I'm doing my first implementation of NSX-T and have an issue in the T-0 and T1 Gateways that I think is because a fault of mine.
I deployed a Tier-0 Gateway that manages only one uplink to a physical core switch with a VLAN segment as the uplink (192.168.16.0/24) , and for its downlink I have two LIFs on overlay segments (10.10.101.0/24 and 192.168.17.0/24) and the other one connected to a Tier-1 Gateway (the auto plumbed NSX Network).
On the Tier-1 Gateways I have as its uplink the auto plumbed network and as its downlinks two overlay segments (10.10.102.0/24 and 10.10.103.0/24).
The problem I'm facing is that I see that both gateways route the traffic between their downlinks without problem. It is to say, hosts on 192.168.17.0/24 can ping hosts con 10.10.101.0/24 and also to the auto plumbed network (100.64.112.0/31). The same happens on the Tier-1 gateway, hosts on 10.10.102.0/24 can ping hosts on 10.10.103.0/24. But no one can ping hosts or gateway's interfaces that have to traverse the Gateway. For example hosts on overlay segments connected to Tier-1 Gateway cannot ping hosts on Tier-0 Gateway's overlay segment. They neither can ping the inter gateways interfaces.

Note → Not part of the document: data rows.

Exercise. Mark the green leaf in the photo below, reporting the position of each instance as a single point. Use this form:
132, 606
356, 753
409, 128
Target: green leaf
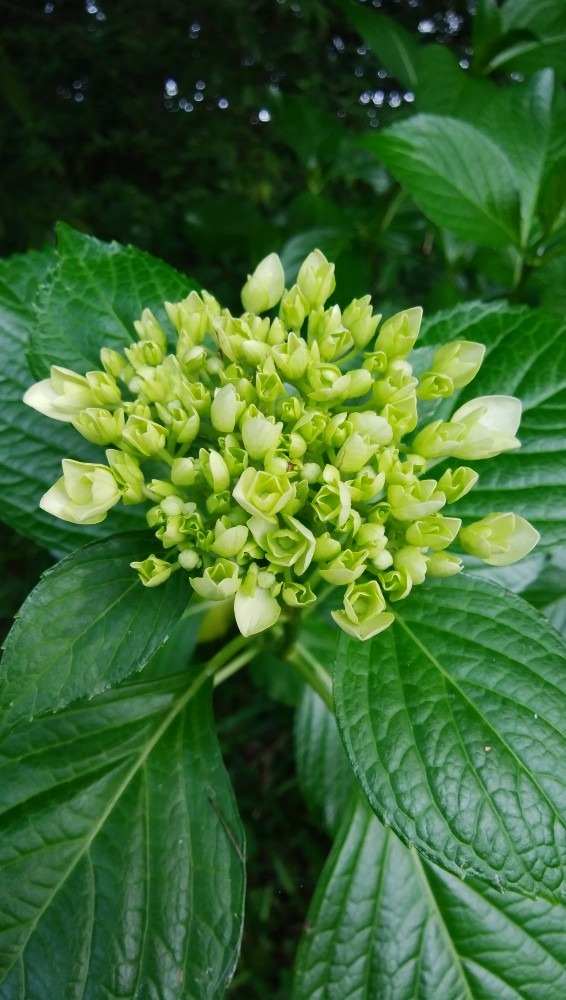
393, 45
86, 626
91, 299
121, 861
323, 769
526, 357
384, 924
458, 177
31, 445
454, 721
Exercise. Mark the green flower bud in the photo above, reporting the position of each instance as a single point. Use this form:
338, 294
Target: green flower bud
345, 568
460, 361
412, 561
259, 434
61, 397
144, 436
316, 279
214, 469
265, 286
399, 333
443, 564
358, 319
148, 329
499, 539
434, 531
298, 595
376, 428
456, 484
113, 363
105, 391
184, 471
84, 494
226, 409
255, 608
192, 318
363, 615
439, 439
128, 475
355, 453
435, 385
326, 547
408, 503
262, 493
100, 426
294, 308
229, 539
490, 424
333, 503
292, 358
146, 354
153, 570
218, 582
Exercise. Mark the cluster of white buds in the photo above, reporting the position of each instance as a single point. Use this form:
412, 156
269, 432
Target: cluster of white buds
273, 451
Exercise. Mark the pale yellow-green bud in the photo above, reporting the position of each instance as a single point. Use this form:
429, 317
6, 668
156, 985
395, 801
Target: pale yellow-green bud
145, 354
153, 570
226, 409
229, 539
298, 595
84, 494
128, 475
113, 362
100, 426
292, 358
265, 286
355, 453
416, 500
61, 397
358, 319
294, 308
499, 539
214, 469
184, 471
262, 493
345, 568
147, 328
443, 564
490, 424
455, 484
218, 582
316, 279
412, 561
434, 531
399, 333
144, 436
255, 608
259, 434
105, 391
460, 361
363, 615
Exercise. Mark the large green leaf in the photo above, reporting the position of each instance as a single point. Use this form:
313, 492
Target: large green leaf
31, 446
526, 357
87, 625
458, 177
121, 859
454, 720
91, 298
394, 46
384, 924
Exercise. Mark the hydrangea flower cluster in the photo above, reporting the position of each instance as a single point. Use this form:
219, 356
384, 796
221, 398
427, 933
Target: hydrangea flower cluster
279, 451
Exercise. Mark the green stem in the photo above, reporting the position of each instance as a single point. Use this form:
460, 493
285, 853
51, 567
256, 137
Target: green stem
314, 673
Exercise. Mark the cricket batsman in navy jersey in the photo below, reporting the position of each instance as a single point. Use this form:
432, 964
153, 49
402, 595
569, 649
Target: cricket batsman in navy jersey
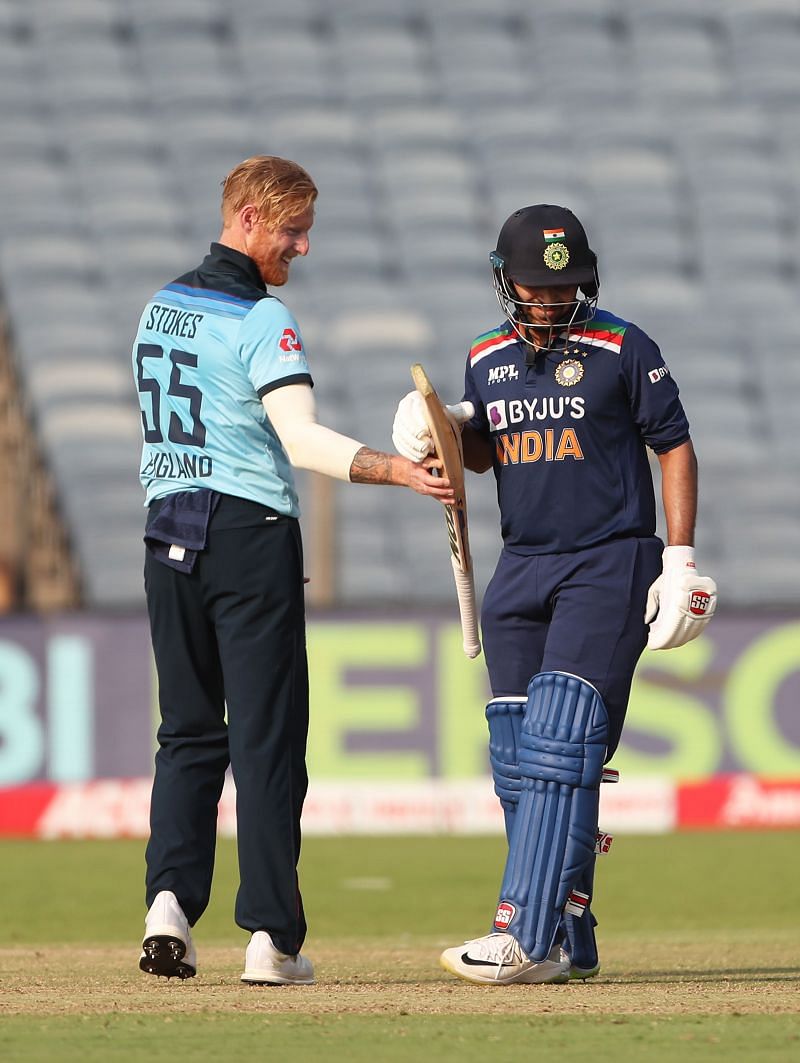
565, 400
226, 410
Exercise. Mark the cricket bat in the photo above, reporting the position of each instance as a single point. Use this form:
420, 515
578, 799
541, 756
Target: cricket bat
447, 446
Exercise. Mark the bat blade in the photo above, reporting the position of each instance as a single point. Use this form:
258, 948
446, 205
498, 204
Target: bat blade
447, 445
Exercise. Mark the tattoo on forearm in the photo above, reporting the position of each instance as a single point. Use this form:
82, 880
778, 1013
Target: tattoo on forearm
371, 467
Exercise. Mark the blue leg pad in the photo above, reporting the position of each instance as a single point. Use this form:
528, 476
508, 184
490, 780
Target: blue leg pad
562, 748
579, 931
505, 718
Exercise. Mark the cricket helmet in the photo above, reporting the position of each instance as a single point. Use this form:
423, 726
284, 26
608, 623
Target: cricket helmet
544, 247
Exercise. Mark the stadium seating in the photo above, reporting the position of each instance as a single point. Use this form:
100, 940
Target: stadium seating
668, 125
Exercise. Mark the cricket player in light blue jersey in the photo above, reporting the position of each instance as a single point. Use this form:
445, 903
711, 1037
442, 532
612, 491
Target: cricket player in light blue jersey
226, 410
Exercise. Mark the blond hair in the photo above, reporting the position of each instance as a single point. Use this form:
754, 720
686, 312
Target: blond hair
279, 188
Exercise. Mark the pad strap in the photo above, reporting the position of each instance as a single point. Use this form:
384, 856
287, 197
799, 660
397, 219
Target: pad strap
562, 747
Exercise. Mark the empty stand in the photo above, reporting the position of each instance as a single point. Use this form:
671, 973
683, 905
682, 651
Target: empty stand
669, 128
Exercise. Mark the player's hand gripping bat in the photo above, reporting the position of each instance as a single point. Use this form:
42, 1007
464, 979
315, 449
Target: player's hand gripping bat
447, 446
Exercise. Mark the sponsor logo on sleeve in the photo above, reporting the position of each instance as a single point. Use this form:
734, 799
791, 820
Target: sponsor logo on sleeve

The question is, could be possible that this happens because the gateways theirself are not the same device but actually two ones, the DR and SR and the DRs don't know how to reach its half in the SR??
One more thing, I'm not using BGP neither statics routes. What I have observed is that when I choose to distribute the connected subnets in the Tier-1 Gateway, from the VRF CLI of the Tier-0 Gateway SR I can see those subnets in the "get routes" command as "t1c" (tier-1 connected). But from that CLI in the Tier-0 SR if I ping those LIFs in the Tier-1 DR I cannot reach them.
It seems that there are no connections between the DR and SR entities, although there is a subnet (169.254.0.0/24).
The other problem I have is that I don't know what the Tier-1 Gateway routing table is because the "get router" command is only available on the Tier-0 Gateway and not in the Tier-1 one. This might be a conceptual error I'm not realizing why that is happening.
All the documents and videos I read and saw, show that these type of implementations are done activating BGP, that perhaps it solves all the issues I'm having. But because the customer doesn't have a core for now that supports BGP, I preferred no to use a dynamic routing protocol. Perhaps, if it is convenient, if the problem is I'm not using BGP, I could enable it just for the internal virtual networking without advertising any route to the physical network. It is to say, I could use BGP for NSX networking and use statics routes between the Edge and physical network (I know it is not optimal). For the moment, the production will have only one or two NSX segments, that is manageable thru static routes. In the future the customer will change his core for a BGP capable one.
I'll appreciate if you can help me why this is going on.
I attach a network diagram below.
Thanks in advance.